Eine offene und demokratische Gesellschaft als Ziel

Wenn also die Bundesregierung das alles zusammen denken und bekämpfen will, dann muss sie gegen Ethnisierung, Rassismus und Antisemitismus bei allen gleichermaßen vorgehen. Und das ginge am besten, wenn sie ein Ziel beschreiben würde und nicht nur die Zielgruppen. Menschenrechtspolitik könnte man das nennen, mit dem Ziel einer offenen und demokratischen Gesellschaft, in der es niemandem, egal ob deutsch oder nicht-deutsch, unabhängig von der Farbe der Haut oder der persönlichen Haltung zur Religion, erlaubt ist, andere zu hassen, zu beleidigen, zu verletzen oder gar zu töten, weil sie anders leben, glauben oder aussehen als sie selbst. Dabei soll es keine Privilegien geben, weder für „Herkunftsdeutsche“ noch für Einwanderer, weder beruhend auf „angestammte“ Rechte noch auf so genannte kulturelle Besonderheiten, weder auf Tradition dieser noch jener Art, wenn sie dem Ziel einer libertären Gesellschaft entgegen stehen.

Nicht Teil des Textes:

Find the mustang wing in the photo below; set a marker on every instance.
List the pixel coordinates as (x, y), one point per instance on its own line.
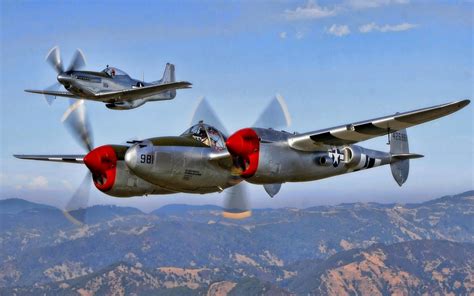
(143, 92)
(52, 93)
(57, 158)
(364, 130)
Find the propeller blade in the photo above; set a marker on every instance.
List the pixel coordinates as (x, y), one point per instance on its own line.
(236, 203)
(205, 113)
(76, 120)
(275, 115)
(75, 209)
(78, 61)
(54, 59)
(51, 98)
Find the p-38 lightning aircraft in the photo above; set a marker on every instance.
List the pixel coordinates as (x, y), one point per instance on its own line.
(204, 159)
(110, 86)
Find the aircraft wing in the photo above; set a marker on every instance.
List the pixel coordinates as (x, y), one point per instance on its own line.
(364, 130)
(143, 92)
(52, 93)
(57, 158)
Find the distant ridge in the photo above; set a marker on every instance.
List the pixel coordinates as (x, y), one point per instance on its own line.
(17, 205)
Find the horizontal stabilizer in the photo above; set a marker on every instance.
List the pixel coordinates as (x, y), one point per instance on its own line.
(364, 130)
(403, 156)
(56, 158)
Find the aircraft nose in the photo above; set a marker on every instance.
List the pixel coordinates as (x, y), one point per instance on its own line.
(63, 78)
(131, 157)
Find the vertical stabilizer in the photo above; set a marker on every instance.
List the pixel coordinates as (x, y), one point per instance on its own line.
(168, 77)
(400, 166)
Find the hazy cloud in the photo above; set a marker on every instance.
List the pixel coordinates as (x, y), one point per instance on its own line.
(39, 182)
(299, 35)
(338, 30)
(363, 4)
(367, 28)
(311, 10)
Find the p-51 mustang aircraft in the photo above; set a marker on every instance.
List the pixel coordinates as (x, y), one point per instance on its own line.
(204, 159)
(111, 86)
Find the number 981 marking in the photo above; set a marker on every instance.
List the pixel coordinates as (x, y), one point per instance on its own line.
(146, 158)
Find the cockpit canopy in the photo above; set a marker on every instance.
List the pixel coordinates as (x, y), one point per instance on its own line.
(207, 135)
(112, 72)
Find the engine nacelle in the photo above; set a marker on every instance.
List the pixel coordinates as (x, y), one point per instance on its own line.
(323, 160)
(111, 175)
(352, 155)
(126, 105)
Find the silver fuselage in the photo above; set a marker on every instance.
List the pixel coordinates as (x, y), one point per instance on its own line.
(164, 169)
(87, 84)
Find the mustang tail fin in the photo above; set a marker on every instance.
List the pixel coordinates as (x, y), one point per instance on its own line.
(400, 156)
(168, 77)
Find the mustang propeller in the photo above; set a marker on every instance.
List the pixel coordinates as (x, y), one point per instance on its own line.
(236, 203)
(54, 59)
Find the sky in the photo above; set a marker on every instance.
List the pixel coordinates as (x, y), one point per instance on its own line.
(334, 62)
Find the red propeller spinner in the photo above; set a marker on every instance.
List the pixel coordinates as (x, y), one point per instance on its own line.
(245, 146)
(102, 162)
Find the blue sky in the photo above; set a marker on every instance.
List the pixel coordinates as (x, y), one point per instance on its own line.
(335, 62)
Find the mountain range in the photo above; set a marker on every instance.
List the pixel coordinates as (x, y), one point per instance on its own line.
(359, 248)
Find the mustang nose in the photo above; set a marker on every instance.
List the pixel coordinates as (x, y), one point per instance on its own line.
(63, 78)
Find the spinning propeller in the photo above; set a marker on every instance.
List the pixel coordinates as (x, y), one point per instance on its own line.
(76, 120)
(275, 115)
(54, 59)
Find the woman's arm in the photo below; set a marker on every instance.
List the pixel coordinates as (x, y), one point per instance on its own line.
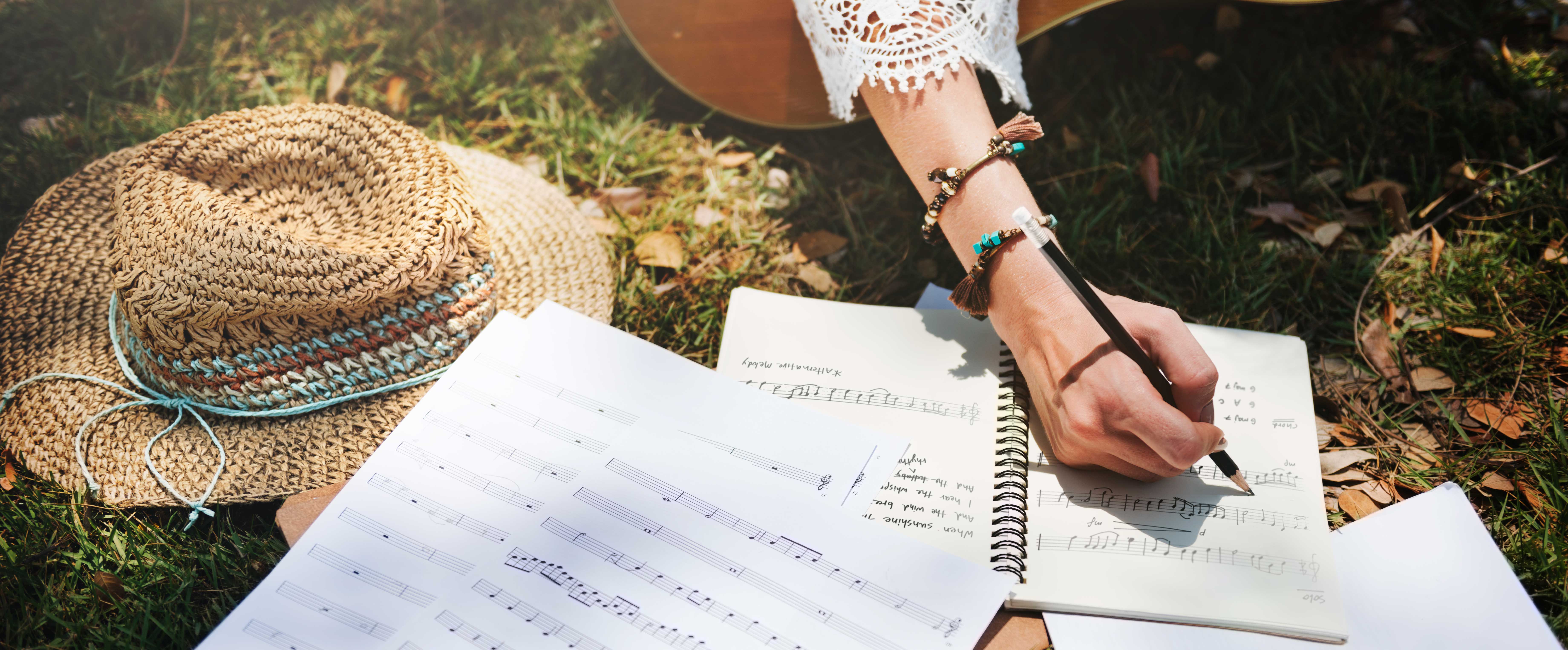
(1097, 406)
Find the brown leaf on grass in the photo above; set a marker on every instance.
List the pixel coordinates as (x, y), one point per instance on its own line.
(1227, 19)
(1340, 460)
(1374, 190)
(661, 250)
(1495, 482)
(1357, 504)
(114, 590)
(818, 278)
(335, 80)
(1381, 352)
(1150, 171)
(735, 159)
(1428, 378)
(1070, 140)
(397, 95)
(818, 245)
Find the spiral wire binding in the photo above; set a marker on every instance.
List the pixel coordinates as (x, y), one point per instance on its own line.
(1010, 532)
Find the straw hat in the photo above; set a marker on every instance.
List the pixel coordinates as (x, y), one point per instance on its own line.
(291, 276)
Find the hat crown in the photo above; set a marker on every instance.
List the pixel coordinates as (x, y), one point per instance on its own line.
(278, 225)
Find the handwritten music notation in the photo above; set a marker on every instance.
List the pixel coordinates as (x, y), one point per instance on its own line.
(275, 638)
(571, 397)
(507, 452)
(470, 478)
(623, 610)
(1272, 478)
(405, 543)
(769, 464)
(435, 510)
(1108, 499)
(1161, 549)
(470, 633)
(534, 616)
(335, 611)
(534, 422)
(876, 397)
(736, 571)
(788, 547)
(372, 577)
(669, 585)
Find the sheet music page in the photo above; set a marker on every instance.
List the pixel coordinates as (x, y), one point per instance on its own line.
(1196, 549)
(653, 554)
(927, 375)
(498, 445)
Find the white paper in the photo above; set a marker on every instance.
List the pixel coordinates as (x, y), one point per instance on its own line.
(927, 375)
(499, 444)
(651, 554)
(1420, 575)
(1194, 549)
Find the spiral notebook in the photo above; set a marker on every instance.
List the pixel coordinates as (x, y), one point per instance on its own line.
(1189, 549)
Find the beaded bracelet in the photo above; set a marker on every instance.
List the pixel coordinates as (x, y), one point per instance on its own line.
(1009, 140)
(971, 295)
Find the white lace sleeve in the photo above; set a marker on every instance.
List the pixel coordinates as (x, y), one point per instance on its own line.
(901, 43)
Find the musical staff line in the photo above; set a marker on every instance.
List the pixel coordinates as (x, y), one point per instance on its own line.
(470, 633)
(669, 585)
(623, 610)
(571, 397)
(822, 482)
(468, 478)
(791, 549)
(335, 611)
(275, 638)
(507, 452)
(372, 577)
(736, 571)
(1161, 549)
(531, 615)
(549, 428)
(405, 543)
(435, 510)
(876, 397)
(1105, 497)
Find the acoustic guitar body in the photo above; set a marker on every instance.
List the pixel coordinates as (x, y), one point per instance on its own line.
(750, 59)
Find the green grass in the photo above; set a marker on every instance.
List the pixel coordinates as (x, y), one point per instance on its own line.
(1316, 88)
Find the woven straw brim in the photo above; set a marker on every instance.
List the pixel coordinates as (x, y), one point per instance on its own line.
(56, 284)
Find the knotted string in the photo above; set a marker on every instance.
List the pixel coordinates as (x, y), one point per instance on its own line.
(181, 406)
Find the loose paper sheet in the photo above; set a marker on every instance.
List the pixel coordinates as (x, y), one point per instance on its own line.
(1420, 575)
(1196, 549)
(927, 375)
(501, 444)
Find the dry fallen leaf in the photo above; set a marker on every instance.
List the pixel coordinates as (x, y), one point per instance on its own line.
(1428, 378)
(735, 159)
(1495, 482)
(1150, 171)
(1070, 140)
(335, 80)
(1340, 460)
(1374, 190)
(818, 278)
(706, 217)
(1357, 504)
(661, 250)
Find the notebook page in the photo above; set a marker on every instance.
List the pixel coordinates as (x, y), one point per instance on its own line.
(1420, 575)
(931, 377)
(666, 546)
(1194, 549)
(493, 449)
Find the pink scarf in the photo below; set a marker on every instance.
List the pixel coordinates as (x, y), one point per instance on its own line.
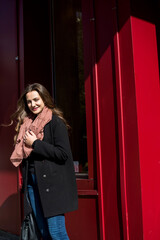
(21, 150)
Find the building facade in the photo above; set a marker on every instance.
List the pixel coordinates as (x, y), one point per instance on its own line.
(100, 61)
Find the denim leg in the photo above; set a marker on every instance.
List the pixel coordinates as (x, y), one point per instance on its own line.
(37, 209)
(57, 229)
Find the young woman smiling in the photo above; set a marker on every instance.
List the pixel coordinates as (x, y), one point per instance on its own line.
(42, 142)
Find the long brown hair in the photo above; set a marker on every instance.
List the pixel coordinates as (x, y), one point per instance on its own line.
(23, 110)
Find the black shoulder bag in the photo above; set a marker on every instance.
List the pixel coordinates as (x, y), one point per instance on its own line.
(29, 229)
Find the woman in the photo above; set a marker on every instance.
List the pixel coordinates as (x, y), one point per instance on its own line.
(42, 142)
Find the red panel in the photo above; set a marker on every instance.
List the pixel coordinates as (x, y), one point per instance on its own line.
(107, 158)
(148, 115)
(9, 205)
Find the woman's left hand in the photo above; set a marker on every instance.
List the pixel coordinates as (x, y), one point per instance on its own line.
(29, 138)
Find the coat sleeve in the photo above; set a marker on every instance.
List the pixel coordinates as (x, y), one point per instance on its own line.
(58, 150)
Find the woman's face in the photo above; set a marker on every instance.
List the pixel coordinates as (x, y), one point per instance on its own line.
(34, 102)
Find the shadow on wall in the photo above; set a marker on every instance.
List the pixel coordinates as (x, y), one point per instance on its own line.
(10, 215)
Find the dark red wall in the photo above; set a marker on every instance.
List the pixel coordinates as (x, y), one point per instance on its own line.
(9, 86)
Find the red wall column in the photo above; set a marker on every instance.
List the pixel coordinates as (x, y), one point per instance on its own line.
(138, 100)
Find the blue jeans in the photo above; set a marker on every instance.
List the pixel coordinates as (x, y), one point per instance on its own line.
(52, 227)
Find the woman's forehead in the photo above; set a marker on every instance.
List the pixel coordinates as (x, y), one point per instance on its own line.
(31, 95)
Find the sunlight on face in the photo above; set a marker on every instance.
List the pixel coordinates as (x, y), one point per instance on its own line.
(34, 102)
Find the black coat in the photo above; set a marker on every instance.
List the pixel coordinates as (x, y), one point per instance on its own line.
(54, 170)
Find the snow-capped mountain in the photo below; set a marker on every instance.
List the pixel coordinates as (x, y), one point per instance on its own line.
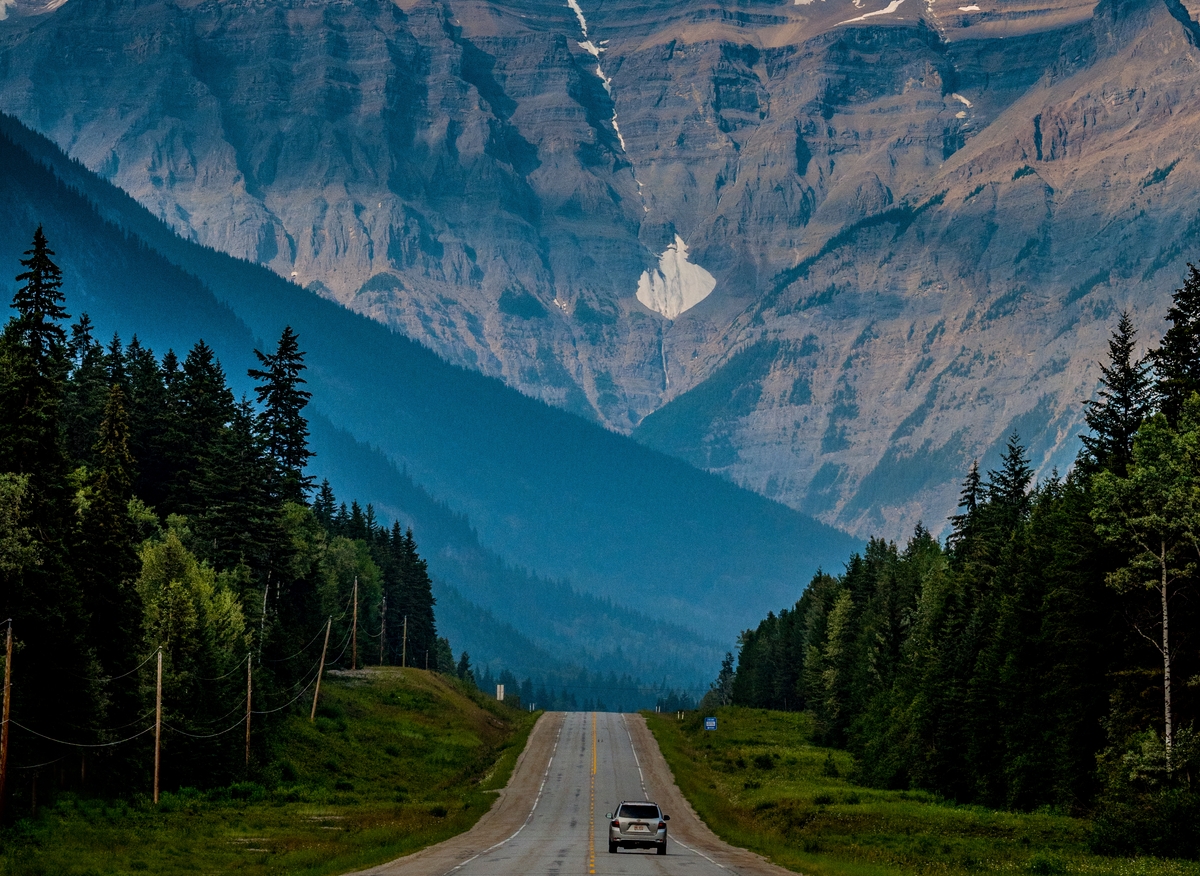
(833, 250)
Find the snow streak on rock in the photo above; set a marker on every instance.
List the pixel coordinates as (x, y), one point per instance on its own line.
(891, 7)
(677, 285)
(595, 51)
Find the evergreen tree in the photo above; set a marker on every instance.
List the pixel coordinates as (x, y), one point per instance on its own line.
(324, 505)
(969, 501)
(235, 519)
(1122, 402)
(281, 420)
(1177, 359)
(106, 561)
(201, 405)
(151, 423)
(43, 599)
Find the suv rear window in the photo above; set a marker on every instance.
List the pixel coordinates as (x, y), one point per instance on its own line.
(639, 810)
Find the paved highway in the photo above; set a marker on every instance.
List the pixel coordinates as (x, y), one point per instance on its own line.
(551, 817)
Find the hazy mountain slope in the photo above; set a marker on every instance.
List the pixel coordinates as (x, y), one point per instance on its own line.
(544, 489)
(931, 213)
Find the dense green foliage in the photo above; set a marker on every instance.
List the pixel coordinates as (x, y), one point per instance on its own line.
(147, 511)
(396, 760)
(1029, 660)
(762, 783)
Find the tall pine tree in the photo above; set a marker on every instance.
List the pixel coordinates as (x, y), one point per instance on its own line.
(282, 421)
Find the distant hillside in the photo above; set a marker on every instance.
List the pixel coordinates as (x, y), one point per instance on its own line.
(543, 489)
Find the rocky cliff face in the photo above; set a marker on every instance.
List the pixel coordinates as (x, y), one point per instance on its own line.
(833, 249)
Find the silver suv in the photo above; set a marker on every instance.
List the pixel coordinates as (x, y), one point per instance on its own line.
(640, 825)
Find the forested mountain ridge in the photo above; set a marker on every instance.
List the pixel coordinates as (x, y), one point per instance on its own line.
(601, 490)
(901, 227)
(1047, 654)
(172, 618)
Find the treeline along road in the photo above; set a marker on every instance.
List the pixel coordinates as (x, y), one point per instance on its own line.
(576, 768)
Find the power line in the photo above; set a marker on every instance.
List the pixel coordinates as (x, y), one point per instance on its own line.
(280, 660)
(81, 744)
(199, 678)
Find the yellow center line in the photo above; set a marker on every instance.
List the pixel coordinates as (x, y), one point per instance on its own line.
(592, 821)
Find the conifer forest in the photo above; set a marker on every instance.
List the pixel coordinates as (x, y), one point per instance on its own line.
(157, 531)
(1047, 653)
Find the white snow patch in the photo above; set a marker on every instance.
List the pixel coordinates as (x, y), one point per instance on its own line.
(891, 7)
(677, 285)
(579, 13)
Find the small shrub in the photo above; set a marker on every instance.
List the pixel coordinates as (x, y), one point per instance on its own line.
(250, 791)
(1045, 865)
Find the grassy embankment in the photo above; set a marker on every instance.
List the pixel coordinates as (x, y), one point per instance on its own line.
(760, 785)
(396, 761)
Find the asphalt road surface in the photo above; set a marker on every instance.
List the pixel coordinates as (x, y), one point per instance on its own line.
(550, 820)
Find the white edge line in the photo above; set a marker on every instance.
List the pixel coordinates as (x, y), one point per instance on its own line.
(532, 809)
(696, 851)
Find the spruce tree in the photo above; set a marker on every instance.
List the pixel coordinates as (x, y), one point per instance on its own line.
(282, 421)
(107, 564)
(1122, 402)
(43, 601)
(201, 405)
(1177, 359)
(85, 393)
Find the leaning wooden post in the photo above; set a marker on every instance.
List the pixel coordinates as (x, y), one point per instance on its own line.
(321, 671)
(354, 628)
(157, 727)
(7, 700)
(250, 688)
(383, 629)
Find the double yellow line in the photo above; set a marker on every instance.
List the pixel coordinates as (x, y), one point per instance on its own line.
(592, 821)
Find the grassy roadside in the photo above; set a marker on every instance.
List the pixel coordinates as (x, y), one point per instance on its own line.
(760, 785)
(396, 761)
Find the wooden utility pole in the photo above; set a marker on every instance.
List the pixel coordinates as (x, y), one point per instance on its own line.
(7, 700)
(383, 629)
(250, 689)
(354, 628)
(157, 727)
(321, 672)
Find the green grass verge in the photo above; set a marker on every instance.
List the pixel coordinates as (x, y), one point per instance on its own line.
(760, 784)
(395, 761)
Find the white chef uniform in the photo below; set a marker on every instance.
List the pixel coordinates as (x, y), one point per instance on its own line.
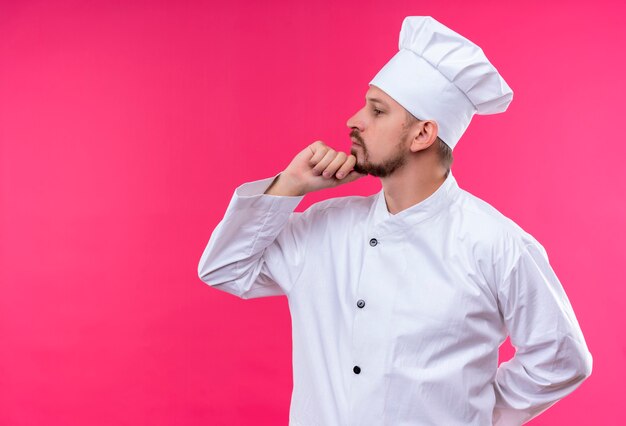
(397, 319)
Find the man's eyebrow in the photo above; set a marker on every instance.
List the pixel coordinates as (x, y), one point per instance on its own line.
(376, 101)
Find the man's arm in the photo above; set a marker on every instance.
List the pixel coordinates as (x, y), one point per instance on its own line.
(258, 248)
(551, 358)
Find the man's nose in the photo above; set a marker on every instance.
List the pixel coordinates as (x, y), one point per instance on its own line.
(354, 121)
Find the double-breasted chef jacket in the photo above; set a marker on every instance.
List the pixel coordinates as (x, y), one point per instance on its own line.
(397, 319)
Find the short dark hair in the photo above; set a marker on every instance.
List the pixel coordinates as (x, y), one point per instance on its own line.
(443, 150)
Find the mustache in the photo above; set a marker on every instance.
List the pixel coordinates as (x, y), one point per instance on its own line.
(355, 134)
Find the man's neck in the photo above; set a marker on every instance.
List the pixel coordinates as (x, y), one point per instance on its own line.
(409, 186)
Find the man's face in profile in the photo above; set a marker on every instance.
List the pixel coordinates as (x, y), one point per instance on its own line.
(380, 135)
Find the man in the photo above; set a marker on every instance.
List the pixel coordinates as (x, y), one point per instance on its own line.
(400, 300)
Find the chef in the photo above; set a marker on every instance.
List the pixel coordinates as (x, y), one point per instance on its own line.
(400, 300)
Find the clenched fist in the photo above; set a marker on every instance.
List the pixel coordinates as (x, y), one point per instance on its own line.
(316, 167)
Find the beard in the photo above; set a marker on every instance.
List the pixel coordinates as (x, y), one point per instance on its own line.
(383, 169)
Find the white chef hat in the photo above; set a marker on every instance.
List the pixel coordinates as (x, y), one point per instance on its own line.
(442, 76)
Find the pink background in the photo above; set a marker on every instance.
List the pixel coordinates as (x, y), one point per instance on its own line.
(125, 128)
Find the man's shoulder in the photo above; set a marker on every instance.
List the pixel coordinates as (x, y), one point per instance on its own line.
(350, 204)
(489, 223)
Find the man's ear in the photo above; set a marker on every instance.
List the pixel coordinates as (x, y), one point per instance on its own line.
(424, 135)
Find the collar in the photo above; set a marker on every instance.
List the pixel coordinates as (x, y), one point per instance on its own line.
(430, 206)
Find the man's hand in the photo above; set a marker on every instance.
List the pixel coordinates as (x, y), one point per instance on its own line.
(316, 167)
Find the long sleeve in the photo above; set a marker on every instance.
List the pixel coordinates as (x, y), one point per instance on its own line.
(551, 358)
(257, 249)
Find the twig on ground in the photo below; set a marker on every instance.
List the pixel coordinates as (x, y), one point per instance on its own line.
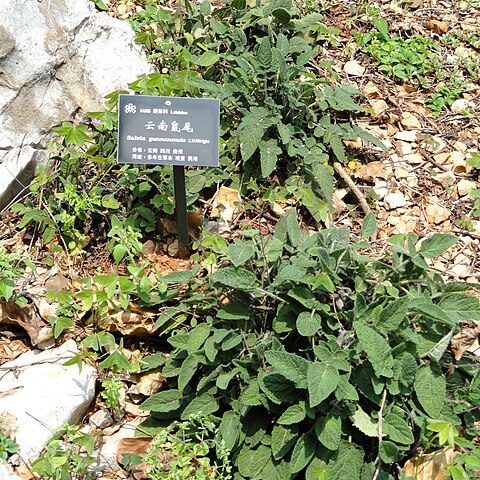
(356, 191)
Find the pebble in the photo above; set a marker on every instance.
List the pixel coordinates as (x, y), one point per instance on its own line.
(353, 68)
(395, 200)
(465, 187)
(407, 135)
(101, 419)
(436, 213)
(445, 179)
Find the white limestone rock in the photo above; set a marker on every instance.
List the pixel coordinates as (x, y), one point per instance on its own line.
(57, 57)
(40, 394)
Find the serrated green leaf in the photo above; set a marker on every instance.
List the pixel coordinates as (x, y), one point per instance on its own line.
(250, 463)
(229, 428)
(264, 53)
(165, 401)
(234, 311)
(235, 277)
(393, 315)
(208, 59)
(325, 180)
(437, 244)
(388, 452)
(430, 388)
(308, 323)
(252, 129)
(277, 389)
(197, 337)
(397, 429)
(283, 439)
(290, 366)
(187, 371)
(377, 348)
(240, 252)
(338, 148)
(369, 226)
(329, 431)
(205, 404)
(322, 380)
(347, 463)
(364, 423)
(303, 452)
(269, 152)
(292, 415)
(460, 306)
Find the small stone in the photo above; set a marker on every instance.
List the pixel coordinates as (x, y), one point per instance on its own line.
(436, 213)
(461, 270)
(445, 179)
(381, 189)
(173, 248)
(353, 68)
(404, 148)
(378, 106)
(413, 159)
(395, 200)
(458, 145)
(465, 187)
(407, 135)
(101, 419)
(461, 105)
(410, 121)
(401, 172)
(122, 9)
(371, 91)
(149, 248)
(441, 158)
(437, 26)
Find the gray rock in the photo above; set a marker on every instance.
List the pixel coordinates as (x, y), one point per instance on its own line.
(101, 419)
(39, 394)
(57, 58)
(6, 471)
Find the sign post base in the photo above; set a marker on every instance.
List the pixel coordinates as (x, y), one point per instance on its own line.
(181, 209)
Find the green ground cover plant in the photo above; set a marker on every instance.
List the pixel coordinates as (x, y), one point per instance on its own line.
(318, 361)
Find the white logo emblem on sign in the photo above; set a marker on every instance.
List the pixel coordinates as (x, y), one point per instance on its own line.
(130, 108)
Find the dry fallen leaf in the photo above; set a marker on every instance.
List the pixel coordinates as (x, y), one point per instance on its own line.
(148, 384)
(129, 322)
(466, 338)
(223, 203)
(26, 318)
(431, 466)
(135, 446)
(370, 171)
(437, 26)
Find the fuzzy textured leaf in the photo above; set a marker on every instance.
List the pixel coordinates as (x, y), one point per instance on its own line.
(397, 429)
(437, 244)
(430, 388)
(329, 431)
(322, 380)
(290, 366)
(347, 463)
(252, 128)
(377, 348)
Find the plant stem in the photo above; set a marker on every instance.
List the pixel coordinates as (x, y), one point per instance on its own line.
(380, 433)
(356, 191)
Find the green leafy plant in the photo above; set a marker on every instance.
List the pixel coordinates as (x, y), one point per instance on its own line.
(111, 393)
(12, 269)
(412, 60)
(319, 360)
(67, 456)
(182, 450)
(7, 446)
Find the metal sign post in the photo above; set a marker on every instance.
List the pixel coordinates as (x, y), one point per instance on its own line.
(170, 131)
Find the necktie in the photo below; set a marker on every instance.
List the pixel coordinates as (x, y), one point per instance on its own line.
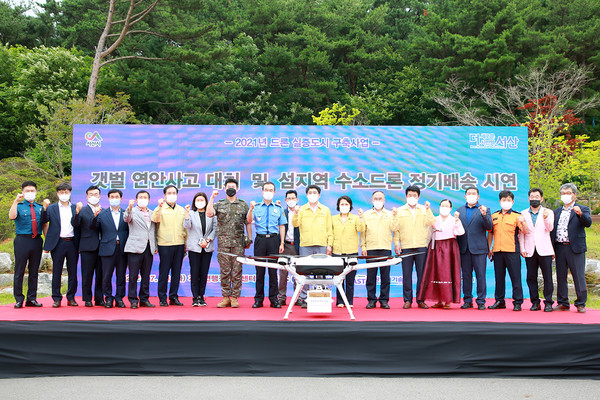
(33, 221)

Das klingt doch ganz gut, oder? Lassen Sie uns hoffen, dass es so gemeint ist und nicht ein dem national-ethnischen Gedanken verbundener Gemeinplatz mit Worthülse sein soll, der genau für diese kosmopolitische Gesellschaftspolitik im Grunde nicht so viel übrig hat. Wäre es nicht großartig und „Wahnsinn!“, wenn auch diese deutsche Mauer endlich fallen würde? Aber vielleicht können wir uns dafür einen Feiertag im Frühjahr aussuchen.

Dieser Beitrag ist ursprünglich auf dem Portal „Mut gegen rechte Gewalt“ erschienen (2002-2022).